More people are traveling to space, but the International Space Station can only hold 11 people at a time. Aurelia Institute, a nonprofit space architecture lab based in Cambridge, MA, has an approach that may help: a habitat that can be launched in compact stacks of flat tiles and self-assemble in orbit.
Building large space habitats is difficult. Structural components, like walls, have to fit on a rocket. There’s often not enough room to launch everything in one go. It takes multiple launches to build larger structures, like the ISS, adding to the expense. Once all the components have made it to space, habitats must be constructed by humans, and that’s dangerous work.
“If you rely on a human to help you assemble something, they have to put on an extravehicular suit,” says Aurelia Institute CEO Ariel Ekblaw. “It's risking their life. We'd love to have this done more safely in the future."
At a co-working space in Roslindale, MA, in early August, Aurelia Institute showed off a mock-up of a space habitat called TESSERAE, which is short for Tessellated Electromagnetic Space Structures for the Exploration of Reconfigurable, Adaptive Environments. The structure looks like a futuristic, one-story-tall soccer ball.

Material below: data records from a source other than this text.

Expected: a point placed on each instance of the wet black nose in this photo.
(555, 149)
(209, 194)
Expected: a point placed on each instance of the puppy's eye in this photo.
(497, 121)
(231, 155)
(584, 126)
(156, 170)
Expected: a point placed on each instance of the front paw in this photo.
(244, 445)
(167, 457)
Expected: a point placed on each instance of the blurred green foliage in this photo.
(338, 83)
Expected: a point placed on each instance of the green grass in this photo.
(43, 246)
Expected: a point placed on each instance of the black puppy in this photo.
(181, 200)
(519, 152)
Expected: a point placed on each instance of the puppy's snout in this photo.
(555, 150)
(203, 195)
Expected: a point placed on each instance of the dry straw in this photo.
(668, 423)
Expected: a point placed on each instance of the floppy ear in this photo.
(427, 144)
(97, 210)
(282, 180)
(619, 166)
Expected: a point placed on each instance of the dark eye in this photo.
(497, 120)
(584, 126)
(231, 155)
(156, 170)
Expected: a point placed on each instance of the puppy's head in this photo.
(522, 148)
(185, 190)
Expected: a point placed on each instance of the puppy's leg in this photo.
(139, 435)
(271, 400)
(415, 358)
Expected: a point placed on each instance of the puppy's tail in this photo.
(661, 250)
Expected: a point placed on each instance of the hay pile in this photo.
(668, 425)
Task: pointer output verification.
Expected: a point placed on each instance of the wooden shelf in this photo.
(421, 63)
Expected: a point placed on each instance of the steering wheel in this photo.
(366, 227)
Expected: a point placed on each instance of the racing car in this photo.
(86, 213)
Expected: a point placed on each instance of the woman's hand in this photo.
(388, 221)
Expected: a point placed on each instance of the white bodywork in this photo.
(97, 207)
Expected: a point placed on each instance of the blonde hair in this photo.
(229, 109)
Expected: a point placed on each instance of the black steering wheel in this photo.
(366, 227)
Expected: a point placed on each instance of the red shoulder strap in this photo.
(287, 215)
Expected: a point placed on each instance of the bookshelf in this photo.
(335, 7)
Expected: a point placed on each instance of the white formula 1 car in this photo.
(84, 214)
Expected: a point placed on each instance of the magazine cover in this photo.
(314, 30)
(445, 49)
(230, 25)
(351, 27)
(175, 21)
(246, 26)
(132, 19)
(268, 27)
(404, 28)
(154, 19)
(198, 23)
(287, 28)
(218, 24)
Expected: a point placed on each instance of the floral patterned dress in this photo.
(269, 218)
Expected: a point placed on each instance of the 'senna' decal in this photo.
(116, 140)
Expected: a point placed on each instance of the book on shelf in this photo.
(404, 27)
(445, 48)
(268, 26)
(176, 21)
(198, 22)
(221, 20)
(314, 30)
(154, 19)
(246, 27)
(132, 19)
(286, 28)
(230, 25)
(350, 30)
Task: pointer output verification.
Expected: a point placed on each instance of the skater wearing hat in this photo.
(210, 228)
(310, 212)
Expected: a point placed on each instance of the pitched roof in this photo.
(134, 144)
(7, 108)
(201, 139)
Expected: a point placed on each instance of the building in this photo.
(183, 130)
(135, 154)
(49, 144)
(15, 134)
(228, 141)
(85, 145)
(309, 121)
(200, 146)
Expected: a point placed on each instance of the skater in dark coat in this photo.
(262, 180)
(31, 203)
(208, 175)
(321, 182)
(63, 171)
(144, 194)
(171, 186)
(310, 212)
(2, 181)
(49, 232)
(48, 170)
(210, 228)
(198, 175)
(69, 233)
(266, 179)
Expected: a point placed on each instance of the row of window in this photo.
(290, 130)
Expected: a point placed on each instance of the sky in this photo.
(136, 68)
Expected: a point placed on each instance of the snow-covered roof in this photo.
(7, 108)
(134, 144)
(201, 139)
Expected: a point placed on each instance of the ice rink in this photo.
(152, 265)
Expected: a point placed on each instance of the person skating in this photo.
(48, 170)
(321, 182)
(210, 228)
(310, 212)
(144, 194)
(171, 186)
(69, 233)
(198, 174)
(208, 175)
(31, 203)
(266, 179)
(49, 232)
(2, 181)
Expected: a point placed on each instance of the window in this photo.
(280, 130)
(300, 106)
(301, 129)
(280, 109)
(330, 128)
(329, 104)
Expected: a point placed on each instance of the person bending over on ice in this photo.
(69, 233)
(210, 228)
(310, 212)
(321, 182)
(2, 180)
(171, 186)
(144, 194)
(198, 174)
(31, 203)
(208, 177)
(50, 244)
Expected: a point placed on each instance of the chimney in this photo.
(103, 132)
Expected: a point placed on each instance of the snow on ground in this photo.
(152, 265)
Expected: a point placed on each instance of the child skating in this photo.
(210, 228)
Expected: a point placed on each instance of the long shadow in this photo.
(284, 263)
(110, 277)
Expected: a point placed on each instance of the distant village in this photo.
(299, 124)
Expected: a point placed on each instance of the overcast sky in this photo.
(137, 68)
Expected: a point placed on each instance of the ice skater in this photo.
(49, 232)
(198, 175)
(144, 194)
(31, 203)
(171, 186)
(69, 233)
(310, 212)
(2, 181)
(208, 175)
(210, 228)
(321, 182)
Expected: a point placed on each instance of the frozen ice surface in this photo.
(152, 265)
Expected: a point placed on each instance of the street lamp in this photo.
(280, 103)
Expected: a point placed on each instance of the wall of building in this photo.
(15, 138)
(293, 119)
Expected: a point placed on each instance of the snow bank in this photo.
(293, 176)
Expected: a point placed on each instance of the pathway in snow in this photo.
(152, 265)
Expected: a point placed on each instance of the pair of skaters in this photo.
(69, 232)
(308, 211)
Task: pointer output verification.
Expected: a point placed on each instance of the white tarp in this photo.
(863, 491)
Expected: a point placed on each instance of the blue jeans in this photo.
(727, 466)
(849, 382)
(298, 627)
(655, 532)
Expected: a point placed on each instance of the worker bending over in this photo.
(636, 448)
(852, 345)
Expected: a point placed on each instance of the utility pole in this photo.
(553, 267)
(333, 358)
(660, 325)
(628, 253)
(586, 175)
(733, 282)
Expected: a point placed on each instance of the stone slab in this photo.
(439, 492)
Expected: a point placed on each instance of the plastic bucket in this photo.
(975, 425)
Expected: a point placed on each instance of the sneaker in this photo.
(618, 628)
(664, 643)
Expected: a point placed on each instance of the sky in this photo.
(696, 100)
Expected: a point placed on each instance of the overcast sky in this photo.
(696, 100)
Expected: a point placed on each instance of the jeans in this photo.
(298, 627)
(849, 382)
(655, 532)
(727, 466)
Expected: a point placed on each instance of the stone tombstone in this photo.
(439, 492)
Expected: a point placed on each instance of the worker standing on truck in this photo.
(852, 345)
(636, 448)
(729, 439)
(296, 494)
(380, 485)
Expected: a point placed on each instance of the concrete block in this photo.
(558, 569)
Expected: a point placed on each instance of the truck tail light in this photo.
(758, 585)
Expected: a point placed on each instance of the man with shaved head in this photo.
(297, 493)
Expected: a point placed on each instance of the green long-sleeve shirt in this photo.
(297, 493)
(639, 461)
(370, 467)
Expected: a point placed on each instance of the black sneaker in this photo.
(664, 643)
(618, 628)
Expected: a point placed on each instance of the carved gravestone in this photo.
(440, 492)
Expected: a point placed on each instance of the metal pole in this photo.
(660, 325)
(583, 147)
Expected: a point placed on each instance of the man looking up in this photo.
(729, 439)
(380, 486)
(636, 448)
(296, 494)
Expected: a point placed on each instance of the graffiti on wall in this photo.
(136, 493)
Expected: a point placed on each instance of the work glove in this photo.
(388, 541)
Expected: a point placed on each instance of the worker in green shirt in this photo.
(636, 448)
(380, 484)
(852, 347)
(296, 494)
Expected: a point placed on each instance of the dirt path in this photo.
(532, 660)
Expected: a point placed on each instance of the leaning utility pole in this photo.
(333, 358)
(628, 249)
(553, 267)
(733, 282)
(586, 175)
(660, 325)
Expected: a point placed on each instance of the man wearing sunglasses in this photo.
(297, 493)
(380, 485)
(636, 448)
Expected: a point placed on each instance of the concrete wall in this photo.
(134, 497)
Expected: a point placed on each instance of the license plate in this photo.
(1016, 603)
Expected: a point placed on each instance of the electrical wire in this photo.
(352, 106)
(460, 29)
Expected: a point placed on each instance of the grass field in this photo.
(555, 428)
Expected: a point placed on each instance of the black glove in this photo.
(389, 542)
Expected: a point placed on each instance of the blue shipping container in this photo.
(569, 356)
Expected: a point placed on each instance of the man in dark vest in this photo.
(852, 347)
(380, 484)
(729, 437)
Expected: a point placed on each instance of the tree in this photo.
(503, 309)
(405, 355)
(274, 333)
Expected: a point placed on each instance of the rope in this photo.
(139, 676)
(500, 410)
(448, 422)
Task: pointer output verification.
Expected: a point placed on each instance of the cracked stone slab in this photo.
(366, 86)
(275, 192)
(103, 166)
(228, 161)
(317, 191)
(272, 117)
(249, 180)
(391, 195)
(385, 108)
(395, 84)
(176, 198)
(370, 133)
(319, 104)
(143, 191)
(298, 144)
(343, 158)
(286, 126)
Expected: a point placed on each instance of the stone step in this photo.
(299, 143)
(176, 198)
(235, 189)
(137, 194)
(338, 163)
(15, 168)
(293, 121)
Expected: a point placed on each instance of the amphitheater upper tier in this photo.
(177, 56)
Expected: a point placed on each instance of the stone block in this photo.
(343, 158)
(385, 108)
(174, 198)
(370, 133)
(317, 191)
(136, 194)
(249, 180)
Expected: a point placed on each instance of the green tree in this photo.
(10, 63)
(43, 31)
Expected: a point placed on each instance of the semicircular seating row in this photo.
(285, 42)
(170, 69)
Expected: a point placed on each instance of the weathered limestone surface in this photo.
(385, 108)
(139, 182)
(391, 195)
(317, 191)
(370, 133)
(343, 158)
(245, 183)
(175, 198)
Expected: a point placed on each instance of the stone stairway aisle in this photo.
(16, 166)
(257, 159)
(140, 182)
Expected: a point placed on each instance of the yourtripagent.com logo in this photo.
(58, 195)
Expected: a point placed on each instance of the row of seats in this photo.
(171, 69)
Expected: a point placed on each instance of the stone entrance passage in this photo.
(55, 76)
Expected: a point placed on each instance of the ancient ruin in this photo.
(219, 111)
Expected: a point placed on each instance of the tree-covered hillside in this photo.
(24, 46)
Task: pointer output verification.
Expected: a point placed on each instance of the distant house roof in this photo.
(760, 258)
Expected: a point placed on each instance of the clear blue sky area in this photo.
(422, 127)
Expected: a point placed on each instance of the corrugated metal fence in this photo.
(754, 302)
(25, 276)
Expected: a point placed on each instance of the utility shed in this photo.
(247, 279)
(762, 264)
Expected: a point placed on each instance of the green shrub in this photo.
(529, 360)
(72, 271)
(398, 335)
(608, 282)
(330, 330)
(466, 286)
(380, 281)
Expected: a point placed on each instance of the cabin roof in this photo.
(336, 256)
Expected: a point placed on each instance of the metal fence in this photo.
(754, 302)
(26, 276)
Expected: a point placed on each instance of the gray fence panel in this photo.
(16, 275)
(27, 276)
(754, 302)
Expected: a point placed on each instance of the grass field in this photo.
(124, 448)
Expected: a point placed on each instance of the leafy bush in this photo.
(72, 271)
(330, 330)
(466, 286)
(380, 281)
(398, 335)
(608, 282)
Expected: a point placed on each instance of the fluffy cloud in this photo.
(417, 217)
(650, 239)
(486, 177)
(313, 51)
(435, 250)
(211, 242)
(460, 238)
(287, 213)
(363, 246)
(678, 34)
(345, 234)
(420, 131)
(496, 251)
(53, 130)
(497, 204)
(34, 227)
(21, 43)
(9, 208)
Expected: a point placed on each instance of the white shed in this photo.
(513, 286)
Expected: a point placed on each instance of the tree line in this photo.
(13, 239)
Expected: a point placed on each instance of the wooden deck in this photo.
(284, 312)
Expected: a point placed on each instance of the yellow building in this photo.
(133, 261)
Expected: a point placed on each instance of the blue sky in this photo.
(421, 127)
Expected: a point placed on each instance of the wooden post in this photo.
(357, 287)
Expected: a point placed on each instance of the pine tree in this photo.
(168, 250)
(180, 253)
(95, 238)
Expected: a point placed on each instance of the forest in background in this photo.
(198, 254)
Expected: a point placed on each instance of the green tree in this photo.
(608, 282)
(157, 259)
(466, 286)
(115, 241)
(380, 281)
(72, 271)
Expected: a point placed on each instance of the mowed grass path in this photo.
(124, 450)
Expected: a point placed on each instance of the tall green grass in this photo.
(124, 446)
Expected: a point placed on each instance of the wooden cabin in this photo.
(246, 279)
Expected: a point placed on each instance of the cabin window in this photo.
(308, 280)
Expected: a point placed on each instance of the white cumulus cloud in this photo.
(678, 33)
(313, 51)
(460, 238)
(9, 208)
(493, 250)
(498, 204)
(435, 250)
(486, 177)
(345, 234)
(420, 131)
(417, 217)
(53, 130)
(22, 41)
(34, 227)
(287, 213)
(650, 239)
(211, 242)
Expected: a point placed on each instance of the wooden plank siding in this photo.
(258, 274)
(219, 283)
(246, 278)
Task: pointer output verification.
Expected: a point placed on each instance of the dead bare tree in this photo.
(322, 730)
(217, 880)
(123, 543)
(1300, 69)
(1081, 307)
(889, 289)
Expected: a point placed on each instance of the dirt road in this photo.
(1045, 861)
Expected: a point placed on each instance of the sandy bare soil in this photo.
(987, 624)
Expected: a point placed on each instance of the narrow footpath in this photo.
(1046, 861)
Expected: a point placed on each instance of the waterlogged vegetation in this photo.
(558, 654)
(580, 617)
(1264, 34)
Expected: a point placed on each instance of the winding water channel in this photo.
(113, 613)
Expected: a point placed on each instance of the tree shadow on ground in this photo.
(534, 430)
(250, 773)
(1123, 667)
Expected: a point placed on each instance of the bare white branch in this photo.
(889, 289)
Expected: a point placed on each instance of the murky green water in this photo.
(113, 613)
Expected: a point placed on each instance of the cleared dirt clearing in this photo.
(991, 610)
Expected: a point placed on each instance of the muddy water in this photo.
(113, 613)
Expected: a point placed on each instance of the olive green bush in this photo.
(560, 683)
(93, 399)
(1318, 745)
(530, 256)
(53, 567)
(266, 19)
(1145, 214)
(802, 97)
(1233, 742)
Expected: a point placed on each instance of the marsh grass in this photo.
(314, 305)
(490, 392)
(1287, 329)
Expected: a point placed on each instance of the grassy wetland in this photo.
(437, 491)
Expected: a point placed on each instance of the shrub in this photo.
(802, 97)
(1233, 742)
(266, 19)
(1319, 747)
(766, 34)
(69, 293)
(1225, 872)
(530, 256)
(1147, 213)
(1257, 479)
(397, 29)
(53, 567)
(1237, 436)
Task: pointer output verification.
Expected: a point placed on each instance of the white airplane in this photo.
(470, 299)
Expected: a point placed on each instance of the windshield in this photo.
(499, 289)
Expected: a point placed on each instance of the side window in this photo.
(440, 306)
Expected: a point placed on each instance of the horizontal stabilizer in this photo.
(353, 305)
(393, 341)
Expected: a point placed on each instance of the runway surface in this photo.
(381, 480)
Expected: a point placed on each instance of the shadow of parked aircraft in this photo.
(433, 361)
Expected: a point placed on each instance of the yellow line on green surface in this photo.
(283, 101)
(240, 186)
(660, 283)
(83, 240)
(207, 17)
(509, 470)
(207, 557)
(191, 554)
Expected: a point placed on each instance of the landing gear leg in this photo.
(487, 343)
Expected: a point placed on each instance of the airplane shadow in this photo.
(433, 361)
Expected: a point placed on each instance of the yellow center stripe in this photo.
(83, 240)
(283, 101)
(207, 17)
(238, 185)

The team described how the station’s tiles, each about six-feet tall and wide, would come together.
The idea is to make the structure as compact as possible for launch. “Right now, anything that goes up is in the very rigid structure of the payload [fairing], which is what sits on top of the rocket,” says Stephanie Sjoblom, Aurelia Institute’s vice president of strategy and business development. “With this technology, we’re creating tiles that we stack kind of like a flat-packed IKEA box.”